Il a, en outre, précisé que le centre qui assurait la prise en charge gratuite des malades est désormais contraint, pour survivre, d'exiger le paiement des frais de séjour qui s'élèvent en moyenne à 500 dinars par patient.
Zahaf fait remarquer que le centre d'aide et d'écoute de Sfax a pour mission principale la désintoxication, la réhabilitation et la réinsertion socioprofessionnelle des malades.
Par catégories d'addiction, le centre reçoit des consommateurs des substances volatiles autrement appelés «sniffeurs» (âgés de 12 à 18 ans), de cannabis (de 15 à 40 ans), de subutex, substance plus dangereuse pour la santé que l'héroïne (entre 17 et 40 ans), de psychotropes (tous les âges) et d'alcool (à partir de 30 ans).

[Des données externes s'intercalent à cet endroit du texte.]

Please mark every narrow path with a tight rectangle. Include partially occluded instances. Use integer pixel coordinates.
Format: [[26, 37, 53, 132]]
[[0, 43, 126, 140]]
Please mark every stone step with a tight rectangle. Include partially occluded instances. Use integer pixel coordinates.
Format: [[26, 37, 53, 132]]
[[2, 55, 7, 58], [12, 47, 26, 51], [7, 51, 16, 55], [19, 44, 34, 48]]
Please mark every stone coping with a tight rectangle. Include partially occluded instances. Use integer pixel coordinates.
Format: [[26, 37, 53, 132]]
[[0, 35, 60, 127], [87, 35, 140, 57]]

En faire un établissement public
Le ministre de la Santé publique, Mohamed Salah Ben Ammar, a souligné dans une déclaration à l'agence TAP que l'Etat tient à ce que le centre d'écoute et d'aide de Sfax poursuive ses activités, au vu des performances réalisées.
«Le centre de désintoxication de Sfax est un acquis important pour la Tunisie», a-t-il admis, estimant que le seul problème qui se pose a trait au statut administratif de l'établissement qui, selon lui, doit changer.
«Nous sommes en train d'examiner la possibilité d'en faire un établissement public devant relever directement de l'Etat et non plus de la société civile. L'opération est toutefois délicate étant donné que le personnel qui y travaille devra être également intégré dans la fonction publique alors que certains parmi l'effectif ne remplissent pas les critères réglementaires requis», a-t-il précisé.
Ben Ammar a fait remarquer que le ministère se penche actuellement sur l'examen des moyens de garantir la pérennité de ce centre et d'ouvrir d'autres structures similaires.
«Aujourd'hui, la réouverture du centre de désintoxication de Jebel Oust n'est plus une solution pour des raisons de distance, mais il faudrait envisager la création de nouveaux centres qui soient ni très proches ni trop éloignés des agglomérations», a-t-il dit.
Le ministre a souligné que le personnel médical et paramédical formé en addictologie existe et les moyens matériels ne manquent pas, mais il faut choisir le site convenable.
«Nous avons déjà tenté d'ouvrir un nouveau centre de désintoxication bien situé mais la société civile s'y est opposée et nous n'avons pas réussi à le rendre opérationnel», nous a-t-il confié.